Ecologists and opponents have called Greystar's project a threat to most of Santurban, a 7-million-year-old so-called "paramo" area believed to be the source of rivers and streams that supply water to 2.2 million inhabitants in Colombia.
Greystar, one of the junior Canadian gold companies leading the way in Colombia, dismisses any environmental concerns, citing instead the benefits to the local economy and community.
But the project has already divided inhabitants in California and Vetas towns in Santander province between those defending job prospects they see and others opposing it for the impact they fear it will have on the ecosystem.
"Greystar cannot guarantee that during the mining phase it will not cause environmental damage," Jorge Ortiz, a Bucaramanga resident, recently told an audience attending a hearing on Angostura.
Colombia, once written off as a failing state mired in drug and rebel violence, is enjoying a resurgence in oil and mining investment as its long guerrilla war wanes and companies return to explore areas rejected in the past as too dangerous.
As in other commodity-producing countries, environmental concerns are rising but Colombians often clamor for companies to arrive in the hope of jobs and infrastructure development.
"Thanks to Greystar and Angostura, my family has a job," said Edilma Tolosa, an artisan miner from the California municipality where the mine is located. "When Greystar arrived in the region, security improved, so did roads."
Greystar is not alone in dealing with environmental hurdles to get its project up and running. Local authorities are also discussing whether to grant AngloGold Ashanti a permit for its La Colosa project.

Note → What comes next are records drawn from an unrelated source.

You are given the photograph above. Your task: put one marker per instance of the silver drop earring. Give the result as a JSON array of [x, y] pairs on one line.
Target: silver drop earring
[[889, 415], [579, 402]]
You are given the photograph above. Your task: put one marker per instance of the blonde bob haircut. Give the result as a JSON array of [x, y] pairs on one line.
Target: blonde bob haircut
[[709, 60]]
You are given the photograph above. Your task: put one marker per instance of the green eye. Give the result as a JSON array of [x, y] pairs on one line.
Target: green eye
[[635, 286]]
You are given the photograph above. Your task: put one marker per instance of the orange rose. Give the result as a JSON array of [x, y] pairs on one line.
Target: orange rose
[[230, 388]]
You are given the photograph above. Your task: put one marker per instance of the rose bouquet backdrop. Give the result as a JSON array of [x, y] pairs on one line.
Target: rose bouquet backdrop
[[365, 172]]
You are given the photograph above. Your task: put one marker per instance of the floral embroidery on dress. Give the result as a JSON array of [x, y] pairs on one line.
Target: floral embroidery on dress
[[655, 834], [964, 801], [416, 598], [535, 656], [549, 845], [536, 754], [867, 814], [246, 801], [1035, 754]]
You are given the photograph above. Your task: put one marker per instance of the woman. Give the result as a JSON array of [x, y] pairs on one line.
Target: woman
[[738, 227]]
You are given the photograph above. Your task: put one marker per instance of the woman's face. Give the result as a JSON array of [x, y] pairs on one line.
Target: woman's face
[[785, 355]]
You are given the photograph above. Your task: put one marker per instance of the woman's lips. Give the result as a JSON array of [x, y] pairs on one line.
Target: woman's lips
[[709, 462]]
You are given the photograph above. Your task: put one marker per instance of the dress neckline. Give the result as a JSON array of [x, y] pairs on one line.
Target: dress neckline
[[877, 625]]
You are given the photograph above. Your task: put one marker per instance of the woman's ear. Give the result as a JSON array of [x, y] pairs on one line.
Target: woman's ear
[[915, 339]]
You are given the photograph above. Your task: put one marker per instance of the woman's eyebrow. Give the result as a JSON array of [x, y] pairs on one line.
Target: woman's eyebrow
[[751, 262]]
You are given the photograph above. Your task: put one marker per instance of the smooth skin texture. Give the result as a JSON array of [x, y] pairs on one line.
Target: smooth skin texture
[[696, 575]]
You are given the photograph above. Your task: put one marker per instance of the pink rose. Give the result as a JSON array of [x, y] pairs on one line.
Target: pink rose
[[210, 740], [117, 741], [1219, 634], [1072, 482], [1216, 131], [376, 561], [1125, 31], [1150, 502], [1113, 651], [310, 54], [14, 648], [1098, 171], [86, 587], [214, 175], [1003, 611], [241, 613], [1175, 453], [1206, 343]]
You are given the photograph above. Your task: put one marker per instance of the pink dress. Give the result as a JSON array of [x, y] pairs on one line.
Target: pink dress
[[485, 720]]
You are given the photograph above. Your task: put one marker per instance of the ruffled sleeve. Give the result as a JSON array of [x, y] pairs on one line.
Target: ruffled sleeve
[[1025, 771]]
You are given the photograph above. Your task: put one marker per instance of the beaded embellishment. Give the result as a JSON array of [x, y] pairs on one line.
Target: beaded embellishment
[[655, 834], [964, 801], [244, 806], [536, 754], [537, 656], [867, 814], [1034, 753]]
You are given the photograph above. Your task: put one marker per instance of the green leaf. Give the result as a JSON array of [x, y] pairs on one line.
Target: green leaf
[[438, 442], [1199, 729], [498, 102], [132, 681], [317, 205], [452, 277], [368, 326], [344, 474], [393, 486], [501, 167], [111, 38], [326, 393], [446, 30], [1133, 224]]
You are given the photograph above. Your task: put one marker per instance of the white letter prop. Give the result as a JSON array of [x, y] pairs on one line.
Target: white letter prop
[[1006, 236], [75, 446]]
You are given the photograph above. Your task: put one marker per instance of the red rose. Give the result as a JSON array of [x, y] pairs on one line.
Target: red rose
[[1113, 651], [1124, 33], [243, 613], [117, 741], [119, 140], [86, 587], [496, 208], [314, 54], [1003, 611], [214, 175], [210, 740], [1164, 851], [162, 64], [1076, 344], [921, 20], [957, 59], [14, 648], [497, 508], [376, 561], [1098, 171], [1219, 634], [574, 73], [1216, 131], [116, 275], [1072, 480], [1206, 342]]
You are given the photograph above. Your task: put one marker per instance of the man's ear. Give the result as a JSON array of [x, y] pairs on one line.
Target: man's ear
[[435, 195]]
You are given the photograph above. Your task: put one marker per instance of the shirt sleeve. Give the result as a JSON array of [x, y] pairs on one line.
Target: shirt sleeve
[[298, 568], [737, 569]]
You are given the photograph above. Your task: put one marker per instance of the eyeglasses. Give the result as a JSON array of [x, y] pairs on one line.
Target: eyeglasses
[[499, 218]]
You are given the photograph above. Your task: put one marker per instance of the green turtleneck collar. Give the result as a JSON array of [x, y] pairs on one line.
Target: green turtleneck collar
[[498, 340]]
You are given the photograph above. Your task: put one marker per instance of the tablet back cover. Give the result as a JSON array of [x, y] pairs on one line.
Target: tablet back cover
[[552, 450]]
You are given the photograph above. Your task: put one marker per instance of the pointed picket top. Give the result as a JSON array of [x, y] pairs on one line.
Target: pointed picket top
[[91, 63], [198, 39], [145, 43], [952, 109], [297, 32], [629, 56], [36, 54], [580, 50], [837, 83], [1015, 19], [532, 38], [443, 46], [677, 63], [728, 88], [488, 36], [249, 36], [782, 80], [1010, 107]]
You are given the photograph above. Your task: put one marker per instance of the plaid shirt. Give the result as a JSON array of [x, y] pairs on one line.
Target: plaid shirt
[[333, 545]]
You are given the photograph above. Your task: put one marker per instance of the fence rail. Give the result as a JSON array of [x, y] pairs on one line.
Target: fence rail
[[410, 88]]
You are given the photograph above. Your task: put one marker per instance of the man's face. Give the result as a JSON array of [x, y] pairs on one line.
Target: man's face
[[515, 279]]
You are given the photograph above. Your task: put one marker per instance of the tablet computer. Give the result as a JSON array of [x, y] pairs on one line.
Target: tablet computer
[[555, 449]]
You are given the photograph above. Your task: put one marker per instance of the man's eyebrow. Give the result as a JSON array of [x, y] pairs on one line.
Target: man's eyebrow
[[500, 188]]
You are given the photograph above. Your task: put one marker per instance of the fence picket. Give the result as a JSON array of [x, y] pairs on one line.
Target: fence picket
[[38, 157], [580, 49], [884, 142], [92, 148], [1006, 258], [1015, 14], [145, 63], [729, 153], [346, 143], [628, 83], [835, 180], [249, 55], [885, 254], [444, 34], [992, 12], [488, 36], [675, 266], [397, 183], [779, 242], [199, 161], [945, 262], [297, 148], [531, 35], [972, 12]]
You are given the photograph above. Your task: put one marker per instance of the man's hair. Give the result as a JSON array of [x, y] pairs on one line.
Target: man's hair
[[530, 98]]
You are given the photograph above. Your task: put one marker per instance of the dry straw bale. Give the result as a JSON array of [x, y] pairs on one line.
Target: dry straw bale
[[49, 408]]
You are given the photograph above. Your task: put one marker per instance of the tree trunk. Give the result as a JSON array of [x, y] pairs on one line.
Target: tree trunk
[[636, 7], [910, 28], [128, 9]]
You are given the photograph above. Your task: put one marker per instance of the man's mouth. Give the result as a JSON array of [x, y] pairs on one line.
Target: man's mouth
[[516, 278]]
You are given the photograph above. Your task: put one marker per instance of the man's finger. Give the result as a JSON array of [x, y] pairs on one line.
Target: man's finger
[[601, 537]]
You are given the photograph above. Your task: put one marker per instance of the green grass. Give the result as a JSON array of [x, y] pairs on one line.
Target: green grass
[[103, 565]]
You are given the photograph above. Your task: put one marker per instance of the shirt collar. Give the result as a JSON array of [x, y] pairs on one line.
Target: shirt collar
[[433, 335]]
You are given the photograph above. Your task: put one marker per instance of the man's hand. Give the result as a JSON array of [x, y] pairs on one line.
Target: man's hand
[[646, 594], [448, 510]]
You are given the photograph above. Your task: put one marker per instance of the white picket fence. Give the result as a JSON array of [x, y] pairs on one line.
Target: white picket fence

Greystar is no stranger to the past risks of doing business in Colombia. The company suspended activities in 1999 when a contractor was kidnapped. It never left, but only restarted in 2002 after the local government sent an army battalion to the Angostura area.
But while security improved, new challenges emerged. The local environmental authority for the city of Bucaramanga (CDMB), some local congressmen and the state's ombudsman oppose the Angostura proposal, saying it would impact the delicate ecosystem.
"The project will destroy the ecosystem. Its damage is irreversible because the possibility of recovering the ecosystem is limited," said Orlando Beltran, director of a committee that includes activist groups, environmentalists and local industry groups that oppose the project.
Critics are instead promoting Santurban as an ecotourism site as some plants there can grow only in paramo regions that exist in Colombia, Venezuela and Ecuador.
Paramo occurs in the Andes between upper forest limits and the lower edges of the snow line, but in Colombia, paramo ecosystems vary depending on the mountain range and a new mining code forbids mining in paramo ecosystems.
Greystar President and CEO Steve Kesler told Reuters the project posed no threat to water supply and was designed to provide the maximum benefit to the economy and job creation.
The company plans to invest $1 billion over the next four years including building the mine and $3 billion in operating expenses over the 15-year life of the project.
"This project will not impact the availability of water to Bucaramanga in any way," Kesler said. "The community understands there would be impacts, but they will be well managed ... There are tremendous benefits to the economy."
Colombia's government is studying whether to grant a license for the project, but officials have already accepted that the company does not have to resubmit its environmental study to conform to new regulations in the Andean nation.
Output of gold and silver was originally expected to begin in the second half of 2012 with average production of 2.3 million ounces of silver per year, but due to license delays, the company now says output could start in mid-2013.
Elvia Paez, CDMB general director, says the mine would require intervening in around 1 100 hectares (2,700 acres), of which more than half are located above paramo and the rest in Andean forest.
"They could extract gold in 15 years, but it could take 100 to 200 years to recover the ecosystem," Paez said.